Another squall of rain swept across the wall, and they both turned their backs to it. David was wearing his office clothes, and they were soaked through. He looked so cold and depressed; she went to his side, put an arm around him.
‘David ... let’s go back to the Castle. Just to get out of the rain. We can talk there.’
‘No, we’ll talk here. I don’t want to go to the Castle.’
‘You were going there just now.’
‘To find you and take you away.’ He pointed down at the base of the wall on the land side. ‘Let’s get out of the wind, Julia. For a few minutes.’
The rain had laid a sheen of wet over his face, and she could see the darkening of his collar against his neck. ‘All right.’
She followed him down the concrete steps, and as soon as they were below the level of the wall the sound of the sea lessened. At the bottom they sheltered under the steps.
David said: ‘Tell me what’s been happening at the Castle.’
‘You mean the work we’re doing?’
‘Yes.’
She felt she was trapped. And yet ... she didn’t mind that with David.
‘There’s a man called Paul Mason. He’s in charge of the project, and he’s - ’
‘I know. You don’t have to tell me. He’s the one you live with.’
She took both his hands in hers. ‘David, I promise you, I haven’t slept with Paul since I met you.’ ‘
‘But you still live with him.’
‘I have to ... I can’t change it just like that. As soon as the work is over, I’ll move out. It has to wait until then.’
‘You’d better tell me about the work, in that case.’
‘We’ve got a total of thirty-eight people there. In the next few days we’re going to use some equipment that’s at the Castle to create an imaginary future. I don’t know how the machine works; Paul handles all that. I can’t really explain, but all the people there have a sort of, well, a special understanding. I’m not putting it very well. Ev
eryone’s in accord ... it’s like empathy.’
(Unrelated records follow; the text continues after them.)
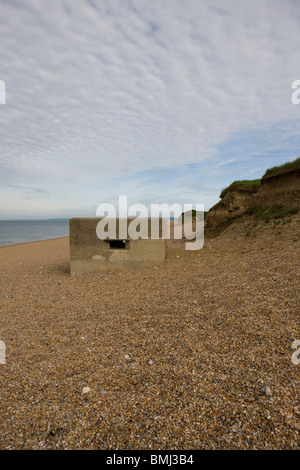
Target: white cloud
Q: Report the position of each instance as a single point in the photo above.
(102, 88)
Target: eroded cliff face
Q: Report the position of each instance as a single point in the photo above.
(278, 197)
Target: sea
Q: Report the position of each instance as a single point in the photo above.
(21, 231)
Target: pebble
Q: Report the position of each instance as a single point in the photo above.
(268, 392)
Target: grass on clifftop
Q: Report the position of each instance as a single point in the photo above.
(286, 167)
(248, 186)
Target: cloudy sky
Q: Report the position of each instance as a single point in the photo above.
(162, 100)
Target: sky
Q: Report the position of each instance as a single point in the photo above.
(162, 101)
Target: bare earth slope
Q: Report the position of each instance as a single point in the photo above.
(176, 356)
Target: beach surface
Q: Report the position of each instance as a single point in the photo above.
(192, 354)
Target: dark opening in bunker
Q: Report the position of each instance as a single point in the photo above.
(118, 244)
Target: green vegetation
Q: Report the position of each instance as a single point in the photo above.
(276, 211)
(195, 213)
(248, 186)
(285, 168)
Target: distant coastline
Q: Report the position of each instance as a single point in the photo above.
(13, 232)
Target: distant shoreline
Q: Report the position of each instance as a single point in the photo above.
(33, 241)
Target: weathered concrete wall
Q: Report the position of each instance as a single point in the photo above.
(89, 253)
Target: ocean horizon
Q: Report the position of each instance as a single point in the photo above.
(21, 231)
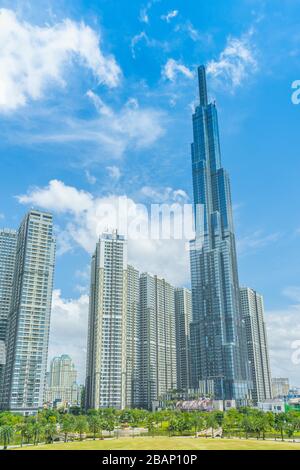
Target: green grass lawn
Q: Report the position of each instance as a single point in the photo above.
(169, 443)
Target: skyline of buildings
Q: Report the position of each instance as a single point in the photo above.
(29, 314)
(8, 241)
(183, 312)
(146, 338)
(106, 346)
(257, 344)
(62, 389)
(217, 331)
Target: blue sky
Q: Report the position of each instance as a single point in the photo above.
(96, 97)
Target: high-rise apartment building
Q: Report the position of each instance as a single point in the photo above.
(183, 312)
(106, 359)
(219, 350)
(133, 339)
(280, 387)
(8, 240)
(257, 344)
(29, 315)
(61, 387)
(158, 339)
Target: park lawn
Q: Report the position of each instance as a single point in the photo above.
(169, 443)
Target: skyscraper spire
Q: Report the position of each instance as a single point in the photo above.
(219, 355)
(202, 85)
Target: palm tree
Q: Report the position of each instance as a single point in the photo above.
(94, 424)
(6, 434)
(36, 431)
(232, 421)
(67, 425)
(81, 425)
(247, 424)
(50, 431)
(280, 423)
(198, 422)
(21, 428)
(212, 422)
(150, 424)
Harkman had been watching her as she spoke. ‘Julia, these people. What are their names?’
‘You wouldn’t know them.’
‘I might. You mentioned Don Mander just now. Is he one of them?’
‘Yes. He’s the only one you’ll know.’
‘Is Nathan Williams there?’
Julia, taken off-guard, said: ‘How do you know Nathan?’
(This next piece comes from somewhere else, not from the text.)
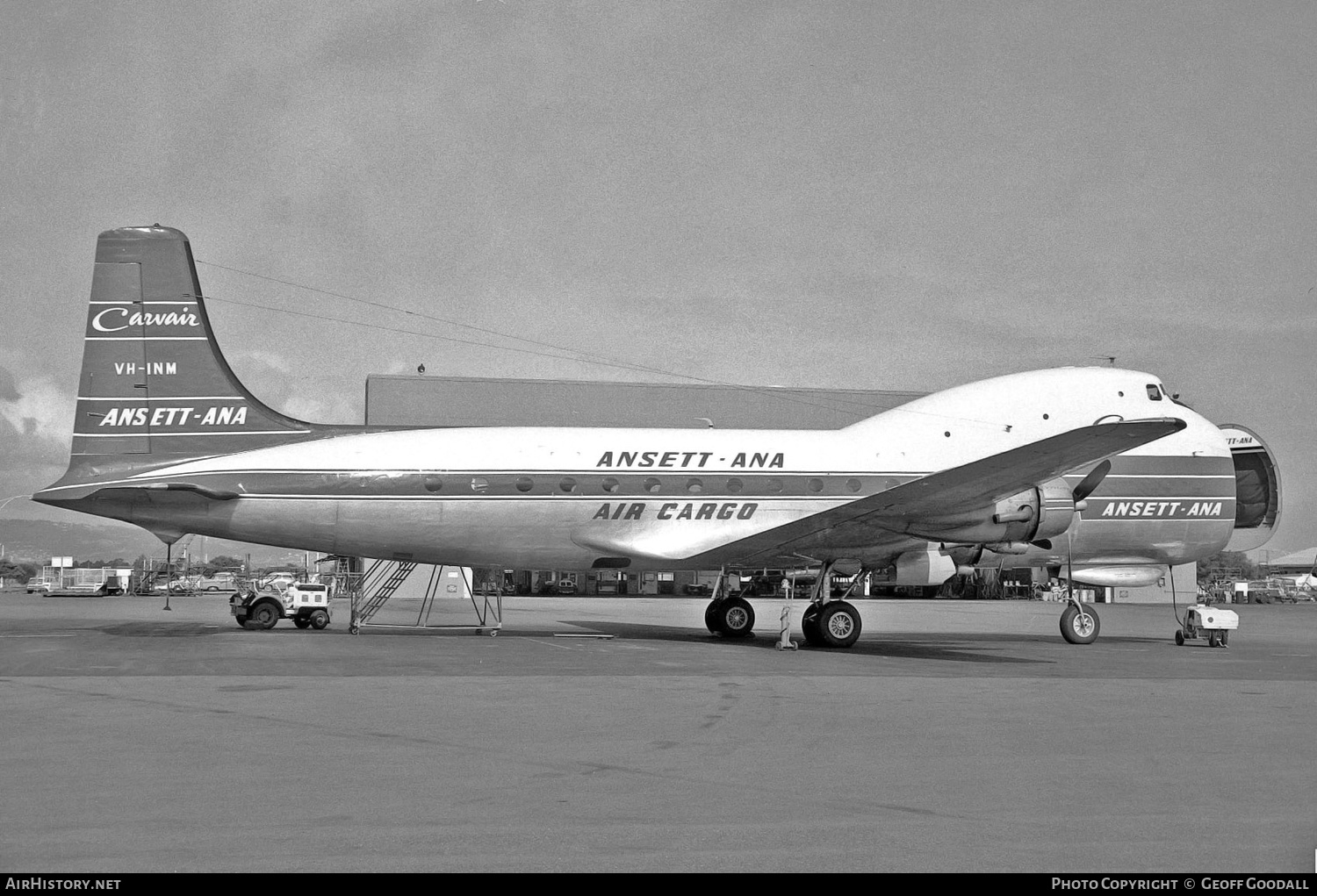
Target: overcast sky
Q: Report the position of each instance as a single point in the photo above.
(861, 195)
‘I came across the name. Tell me some of the others.’
She gave him a few names, sometimes having difficulty remembering surnames. He recognized only one: Mary Rickard’s. ‘Mary Rickard. The biochemist, from Bristol?’
‘That’s right. But how - ?’
‘What about Thomas Benedict? Or Carl Ridpath?’
Neither name meant anything to her, although the first had a hauntingly familiar ring to it. Harkman seemed puzzled, but pressed her no further. He said: ‘We can’t go to the Castle, Julia.’
‘Why not?’
‘Because I’m scared of what might happen there.’ There was a strange look in his eyes, and he was standing over her in the confined space, blocking her. She felt a tremor of alarm. ‘Listen, Julia ... do you know where we are from? Do you know how we got here?’
‘Of course I do! ‘
‘I don’t mean your background ... something else. Wessex, Dorchester, the Castle! I thought I knew where I was, where I was from. But not now.’ He was speaking quickly, and his meaning was lost on her. ‘Do you remember? When we last met ... what did we do?’